Tomorrow our day will shorten by 12 seconds, which means little by little the daylight hours will dwindle, until December 21, when we’ll be able to see clearly without artificial aids for only about eight hours. The sun won’t rise until 8:09 AM on the day of the Winter Solstice and will be setting at 4:55 PM. So up here the longest day of the year is a big deal.
My Finnish family calls this day “Juhannus“, St. John’s Day. It’s the traditional day for huge bonfires (Kokko) and, for some, long hours of drinking. I remember many Juhannus celebrations on the pebbly shores of Lake Superior in the Copper Country, where enormous driftwood bonfires lined the beach, looking for all the world to us children like dazzling, fiery jewels.
The grown-ups sang songs, cooked sausages, and partied far into the night. After a couple of hours the children (that would be us) were sent back to the cabins so that they could go on celebrating the Solstice more in keeping with the pagans who had originated the event in the first place.
So as of today, it’s summer here in Pure Michigan, the Midwest’s most beautiful state. (Who sez? I do. I just did. Also, Tim Allen. He does the voice-over for the sublime Pure Michigan ads.) What some laughingly called Spring seemed to go on forever this year, so any hint of summer is sending us into paroxysms of joy.
This was us all through the month of May and right up to the first day of summer (today): It’s 70 degrees! We can wear short sleeves! Oh, wait. . . No. Never mind. It’s gone now.

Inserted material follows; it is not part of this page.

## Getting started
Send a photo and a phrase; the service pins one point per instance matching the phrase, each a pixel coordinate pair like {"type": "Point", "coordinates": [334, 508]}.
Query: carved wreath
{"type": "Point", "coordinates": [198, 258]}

Today up here in the northern latitudes we welcomed summer with jackets on. Some had umbrellas. The sun didn’t shine all day. Tonight, if the skies were clear, we would be welcoming summer by watching a super moon rise. We would do that if we could. But we can’t because the clouds won’t clear.
But it’s been a long day. A long, long day. There are still hours to go, and I plan on enjoying every one of them. Because, tomorrow. . .who knows?